Saturday, 30 January 2010

U-M Flint nursing students pledge to help Cambodian orphans receive essential health care

via CAAI News Media

By Beata Mostafavi
Flint Journal
January 29, 2010

Hollyn Johnson | The Flint JournalUM-Flint nursing student Doni Warner will lead 10 students on a trip to Cambodia in mid-May to administer basic medical care.

FLINT — Doni Warner knew the name of the surgeon leading the open heart surgery on his five-month-old son — but he really got to know the nurses.

They were the ones who offered him and wife Jody blankets on nights they slept in waiting rooms, brought them water and were “translators” when doctor lingo was a little too much.

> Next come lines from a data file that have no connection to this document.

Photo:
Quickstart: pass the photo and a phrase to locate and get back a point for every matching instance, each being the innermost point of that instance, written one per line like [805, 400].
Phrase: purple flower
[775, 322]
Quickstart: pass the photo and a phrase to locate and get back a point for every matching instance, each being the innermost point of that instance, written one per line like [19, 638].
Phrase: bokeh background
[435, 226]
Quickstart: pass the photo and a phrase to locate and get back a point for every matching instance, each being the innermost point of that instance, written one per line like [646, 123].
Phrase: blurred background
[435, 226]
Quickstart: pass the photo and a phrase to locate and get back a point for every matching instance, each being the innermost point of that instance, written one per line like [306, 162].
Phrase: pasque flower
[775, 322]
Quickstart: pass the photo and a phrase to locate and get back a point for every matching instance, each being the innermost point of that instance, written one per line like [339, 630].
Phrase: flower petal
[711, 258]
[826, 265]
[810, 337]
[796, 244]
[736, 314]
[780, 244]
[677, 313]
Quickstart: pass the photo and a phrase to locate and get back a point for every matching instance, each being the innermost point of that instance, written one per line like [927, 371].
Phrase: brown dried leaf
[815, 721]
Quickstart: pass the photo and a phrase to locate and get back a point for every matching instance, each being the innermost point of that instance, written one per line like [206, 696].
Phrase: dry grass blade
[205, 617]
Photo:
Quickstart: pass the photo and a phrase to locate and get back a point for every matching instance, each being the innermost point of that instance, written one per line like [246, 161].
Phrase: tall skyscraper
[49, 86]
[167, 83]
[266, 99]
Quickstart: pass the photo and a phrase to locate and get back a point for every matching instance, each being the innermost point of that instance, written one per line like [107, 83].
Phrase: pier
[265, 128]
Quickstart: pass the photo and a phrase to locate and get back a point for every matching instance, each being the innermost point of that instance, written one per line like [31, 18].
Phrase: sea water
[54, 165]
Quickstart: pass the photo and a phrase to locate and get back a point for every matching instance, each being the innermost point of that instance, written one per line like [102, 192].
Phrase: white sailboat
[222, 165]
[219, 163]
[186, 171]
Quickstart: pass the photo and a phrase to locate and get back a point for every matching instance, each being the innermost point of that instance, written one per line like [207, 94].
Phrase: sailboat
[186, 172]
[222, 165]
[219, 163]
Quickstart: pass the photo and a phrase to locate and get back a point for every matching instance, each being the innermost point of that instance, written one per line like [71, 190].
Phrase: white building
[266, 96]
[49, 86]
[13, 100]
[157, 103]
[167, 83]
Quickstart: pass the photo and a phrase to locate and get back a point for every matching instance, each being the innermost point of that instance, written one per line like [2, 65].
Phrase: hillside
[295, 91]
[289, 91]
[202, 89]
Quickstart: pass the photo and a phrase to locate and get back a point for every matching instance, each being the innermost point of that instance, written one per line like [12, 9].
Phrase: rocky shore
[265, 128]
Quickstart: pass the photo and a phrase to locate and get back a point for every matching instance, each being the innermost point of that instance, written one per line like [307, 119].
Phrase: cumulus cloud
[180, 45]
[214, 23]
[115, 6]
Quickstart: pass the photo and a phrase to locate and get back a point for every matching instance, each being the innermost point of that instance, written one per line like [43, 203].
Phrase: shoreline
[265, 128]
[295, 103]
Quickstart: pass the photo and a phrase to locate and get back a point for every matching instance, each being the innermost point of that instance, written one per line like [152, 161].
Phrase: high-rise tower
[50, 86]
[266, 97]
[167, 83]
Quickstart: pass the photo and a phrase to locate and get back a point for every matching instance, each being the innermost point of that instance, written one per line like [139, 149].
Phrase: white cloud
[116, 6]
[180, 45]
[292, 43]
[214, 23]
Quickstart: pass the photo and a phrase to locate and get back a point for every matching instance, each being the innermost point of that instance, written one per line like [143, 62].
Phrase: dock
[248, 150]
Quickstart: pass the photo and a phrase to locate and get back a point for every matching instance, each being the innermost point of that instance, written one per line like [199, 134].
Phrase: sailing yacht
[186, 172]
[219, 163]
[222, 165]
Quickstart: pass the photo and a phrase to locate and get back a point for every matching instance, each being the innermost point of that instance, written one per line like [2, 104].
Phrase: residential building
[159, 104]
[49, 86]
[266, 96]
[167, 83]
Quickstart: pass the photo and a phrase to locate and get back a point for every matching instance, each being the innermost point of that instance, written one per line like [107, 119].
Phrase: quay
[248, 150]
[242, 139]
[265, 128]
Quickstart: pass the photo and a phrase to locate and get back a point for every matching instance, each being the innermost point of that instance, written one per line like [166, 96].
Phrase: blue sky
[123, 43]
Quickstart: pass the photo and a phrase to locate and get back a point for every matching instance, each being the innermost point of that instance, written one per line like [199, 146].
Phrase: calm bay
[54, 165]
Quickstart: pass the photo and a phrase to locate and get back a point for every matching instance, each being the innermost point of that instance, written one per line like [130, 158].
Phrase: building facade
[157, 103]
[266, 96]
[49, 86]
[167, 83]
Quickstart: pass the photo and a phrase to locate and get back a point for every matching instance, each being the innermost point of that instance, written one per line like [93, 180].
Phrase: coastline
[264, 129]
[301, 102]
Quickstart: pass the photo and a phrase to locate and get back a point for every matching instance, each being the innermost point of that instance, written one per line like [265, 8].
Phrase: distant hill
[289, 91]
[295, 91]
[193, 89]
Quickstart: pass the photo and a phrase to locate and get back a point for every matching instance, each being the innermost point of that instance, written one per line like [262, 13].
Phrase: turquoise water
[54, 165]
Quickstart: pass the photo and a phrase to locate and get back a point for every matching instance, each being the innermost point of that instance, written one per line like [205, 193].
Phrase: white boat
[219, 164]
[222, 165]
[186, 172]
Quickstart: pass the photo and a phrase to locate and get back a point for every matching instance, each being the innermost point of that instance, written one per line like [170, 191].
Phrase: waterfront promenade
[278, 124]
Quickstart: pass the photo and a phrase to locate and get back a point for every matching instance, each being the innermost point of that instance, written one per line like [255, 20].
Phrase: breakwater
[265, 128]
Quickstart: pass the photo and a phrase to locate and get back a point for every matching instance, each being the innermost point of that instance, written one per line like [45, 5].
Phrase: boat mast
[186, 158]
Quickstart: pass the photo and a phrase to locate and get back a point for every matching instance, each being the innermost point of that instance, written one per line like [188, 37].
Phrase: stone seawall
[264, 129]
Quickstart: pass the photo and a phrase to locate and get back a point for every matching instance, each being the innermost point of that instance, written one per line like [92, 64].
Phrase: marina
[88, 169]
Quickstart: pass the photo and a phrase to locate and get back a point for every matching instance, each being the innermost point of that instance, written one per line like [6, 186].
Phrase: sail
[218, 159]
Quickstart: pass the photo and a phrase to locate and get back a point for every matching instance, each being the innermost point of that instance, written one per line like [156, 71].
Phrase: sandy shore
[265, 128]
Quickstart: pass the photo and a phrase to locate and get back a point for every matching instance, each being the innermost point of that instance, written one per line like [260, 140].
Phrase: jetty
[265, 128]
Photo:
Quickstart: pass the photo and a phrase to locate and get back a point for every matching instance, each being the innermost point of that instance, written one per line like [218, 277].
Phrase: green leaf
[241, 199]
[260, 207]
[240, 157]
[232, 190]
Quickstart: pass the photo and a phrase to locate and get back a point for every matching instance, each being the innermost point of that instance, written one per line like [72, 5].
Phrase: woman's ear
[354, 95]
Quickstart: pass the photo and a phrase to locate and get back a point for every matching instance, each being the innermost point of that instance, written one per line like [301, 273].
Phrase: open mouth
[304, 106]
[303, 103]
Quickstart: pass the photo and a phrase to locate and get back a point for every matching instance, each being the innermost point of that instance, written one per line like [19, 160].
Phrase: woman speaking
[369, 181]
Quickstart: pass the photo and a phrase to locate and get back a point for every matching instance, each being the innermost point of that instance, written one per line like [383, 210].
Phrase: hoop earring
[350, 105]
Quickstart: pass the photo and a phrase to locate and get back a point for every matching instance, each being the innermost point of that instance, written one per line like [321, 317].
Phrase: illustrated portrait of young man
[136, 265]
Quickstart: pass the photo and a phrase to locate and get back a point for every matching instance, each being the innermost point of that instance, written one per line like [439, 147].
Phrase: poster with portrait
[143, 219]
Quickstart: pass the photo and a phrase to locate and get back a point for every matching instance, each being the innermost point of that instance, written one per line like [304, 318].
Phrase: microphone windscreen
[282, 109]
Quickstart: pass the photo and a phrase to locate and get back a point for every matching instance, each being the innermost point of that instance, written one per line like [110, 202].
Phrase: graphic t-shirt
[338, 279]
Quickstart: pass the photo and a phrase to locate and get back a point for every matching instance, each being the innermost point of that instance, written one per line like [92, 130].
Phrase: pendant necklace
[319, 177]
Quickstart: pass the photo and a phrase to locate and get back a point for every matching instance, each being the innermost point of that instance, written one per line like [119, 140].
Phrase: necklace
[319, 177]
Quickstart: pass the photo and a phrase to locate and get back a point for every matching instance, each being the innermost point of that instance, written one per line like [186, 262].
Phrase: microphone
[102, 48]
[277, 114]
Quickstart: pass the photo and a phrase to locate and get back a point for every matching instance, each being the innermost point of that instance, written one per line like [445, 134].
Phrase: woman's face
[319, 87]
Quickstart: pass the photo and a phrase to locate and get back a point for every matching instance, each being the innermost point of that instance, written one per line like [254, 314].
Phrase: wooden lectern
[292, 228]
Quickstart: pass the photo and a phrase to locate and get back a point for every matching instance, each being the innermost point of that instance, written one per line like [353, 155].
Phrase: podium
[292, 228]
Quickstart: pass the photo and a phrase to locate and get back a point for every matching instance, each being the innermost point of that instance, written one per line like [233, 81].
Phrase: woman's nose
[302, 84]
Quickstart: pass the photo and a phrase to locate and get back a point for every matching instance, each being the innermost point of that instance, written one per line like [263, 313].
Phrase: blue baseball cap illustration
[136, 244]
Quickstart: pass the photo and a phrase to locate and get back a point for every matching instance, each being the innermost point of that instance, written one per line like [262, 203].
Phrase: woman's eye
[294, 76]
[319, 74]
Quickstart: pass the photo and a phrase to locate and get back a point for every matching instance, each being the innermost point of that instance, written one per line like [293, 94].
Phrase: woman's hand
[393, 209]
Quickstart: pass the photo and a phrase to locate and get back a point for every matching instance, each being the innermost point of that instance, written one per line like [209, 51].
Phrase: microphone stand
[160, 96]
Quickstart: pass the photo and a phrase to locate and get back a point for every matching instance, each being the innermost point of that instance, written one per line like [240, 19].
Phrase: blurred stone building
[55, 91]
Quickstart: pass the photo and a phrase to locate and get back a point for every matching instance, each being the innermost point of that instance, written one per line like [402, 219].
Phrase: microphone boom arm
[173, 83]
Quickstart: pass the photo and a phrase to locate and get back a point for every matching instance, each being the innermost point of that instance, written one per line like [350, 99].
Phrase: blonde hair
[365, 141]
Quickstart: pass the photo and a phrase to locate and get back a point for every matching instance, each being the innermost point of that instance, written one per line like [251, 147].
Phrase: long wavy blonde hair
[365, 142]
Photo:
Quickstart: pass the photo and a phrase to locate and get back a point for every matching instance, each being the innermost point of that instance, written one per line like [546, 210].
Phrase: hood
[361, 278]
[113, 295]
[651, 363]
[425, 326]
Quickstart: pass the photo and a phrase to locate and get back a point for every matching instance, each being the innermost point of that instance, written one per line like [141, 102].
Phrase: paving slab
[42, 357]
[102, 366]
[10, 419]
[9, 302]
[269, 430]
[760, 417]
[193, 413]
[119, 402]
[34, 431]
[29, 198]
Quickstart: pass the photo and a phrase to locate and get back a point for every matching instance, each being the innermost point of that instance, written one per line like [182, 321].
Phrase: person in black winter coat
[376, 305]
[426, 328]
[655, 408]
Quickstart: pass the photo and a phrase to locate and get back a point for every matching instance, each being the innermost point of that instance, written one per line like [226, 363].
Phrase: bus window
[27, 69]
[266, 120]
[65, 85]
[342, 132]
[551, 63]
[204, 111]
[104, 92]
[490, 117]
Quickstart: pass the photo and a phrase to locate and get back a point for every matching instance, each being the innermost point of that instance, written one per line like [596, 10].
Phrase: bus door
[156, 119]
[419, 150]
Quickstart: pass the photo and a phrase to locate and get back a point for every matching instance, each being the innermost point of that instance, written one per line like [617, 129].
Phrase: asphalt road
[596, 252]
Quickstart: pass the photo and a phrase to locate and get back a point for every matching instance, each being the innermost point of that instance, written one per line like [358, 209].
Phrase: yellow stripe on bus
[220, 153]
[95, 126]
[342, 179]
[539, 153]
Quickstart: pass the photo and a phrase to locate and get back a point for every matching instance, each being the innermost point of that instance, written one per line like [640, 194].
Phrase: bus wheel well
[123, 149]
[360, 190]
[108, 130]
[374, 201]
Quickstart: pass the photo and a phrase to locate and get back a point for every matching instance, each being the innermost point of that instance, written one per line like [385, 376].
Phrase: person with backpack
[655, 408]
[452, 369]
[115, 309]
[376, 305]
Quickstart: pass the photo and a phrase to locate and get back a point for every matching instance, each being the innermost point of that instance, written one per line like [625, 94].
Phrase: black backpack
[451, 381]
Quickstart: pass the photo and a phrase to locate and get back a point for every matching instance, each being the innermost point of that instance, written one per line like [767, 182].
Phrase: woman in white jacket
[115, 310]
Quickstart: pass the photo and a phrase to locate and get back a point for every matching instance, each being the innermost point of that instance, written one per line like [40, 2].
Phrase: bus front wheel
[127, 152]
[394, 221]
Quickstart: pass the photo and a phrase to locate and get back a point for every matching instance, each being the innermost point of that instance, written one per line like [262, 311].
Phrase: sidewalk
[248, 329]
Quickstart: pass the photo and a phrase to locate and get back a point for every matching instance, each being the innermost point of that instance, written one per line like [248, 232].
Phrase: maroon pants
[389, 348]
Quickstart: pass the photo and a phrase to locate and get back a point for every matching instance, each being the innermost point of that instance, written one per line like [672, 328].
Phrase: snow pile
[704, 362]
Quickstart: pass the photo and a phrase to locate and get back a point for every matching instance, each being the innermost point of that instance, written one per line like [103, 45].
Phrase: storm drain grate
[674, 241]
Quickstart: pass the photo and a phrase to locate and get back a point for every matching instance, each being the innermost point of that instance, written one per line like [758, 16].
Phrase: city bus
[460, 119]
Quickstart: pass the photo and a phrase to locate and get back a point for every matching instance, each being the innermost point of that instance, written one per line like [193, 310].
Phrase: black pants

It’s part of what inspired the former construction business owner to pursue a nursing degree at the University of Michigan-Flint — and why he is joining a trip to Cambodia that will involve medical care for orphans.

“There are numerous diseases that you can get treated for in the United States,” said Warner, 41, who is raising money to pay for the $3,000-plus venture in May. “Kids are dying from things over there that we can get everyday care for here.”

Warner is among a group of about 10 UM-Flint students who are leaving for the 14-day trip. Some students such as Warner also plan to stay longer on their own to continue work in orphanages.

Overseas, they will give children physicals and follow up with those who need medical attention. They will help with IVs and monitor vital signs for malaria patients.

They will help village children who have puncture wounds on their feet from collecting reusable items from a nearby dump barefoot.

Some will also spent time teaching children English and help teach them basic care for themselves — such as washing their face and brushing their teeth.

“It just goes back to wanting to help somebody in the world ... and the people in Cambodia have a desperate need for health care,” said Warner, a father of four.

“It seems a little better calling than building houses,” he added of future plans to work in the health care field, possibly on a global level.

Fellow nursing student Kevin Fitzpatrick will help with the relief effort.

For UM-Flint nursing student Kevin Fitzpatrick, the Cambodia trip adds to a list of service work — including volunteering for Habitat for Humanity, boarding up abandoned homes and traveling to Iowa with his church to help with relief efforts after the massive floods in 2008.

“Just the little bit we can do in the short time we’re there I hope helps brighten their day,” said the Swartz Creek father of two, 35. “We aren’t there to save the world but to make a difference.

We take so much for granted here. Hopefully we will impact them as much as they will impact us.”

The trip is coordinated through UM-Flint’s international nursing program, which earns students three credits.

Students will spend long hours working with people in need but will also get some free time and a chance to visit well known spots such as 7th World Wonder Angkor Wat.

But university officials say this kind of trip draws a special group of students.

“These are for students who don’t mind sleeping on a wooden plank or riding in a rickety bus. It’s not Europe,” said Maureen Tippen, clinical assistant professor who has organized similar trips for nearly 14 years.

“For most of the students, it’s a life-changing experience.”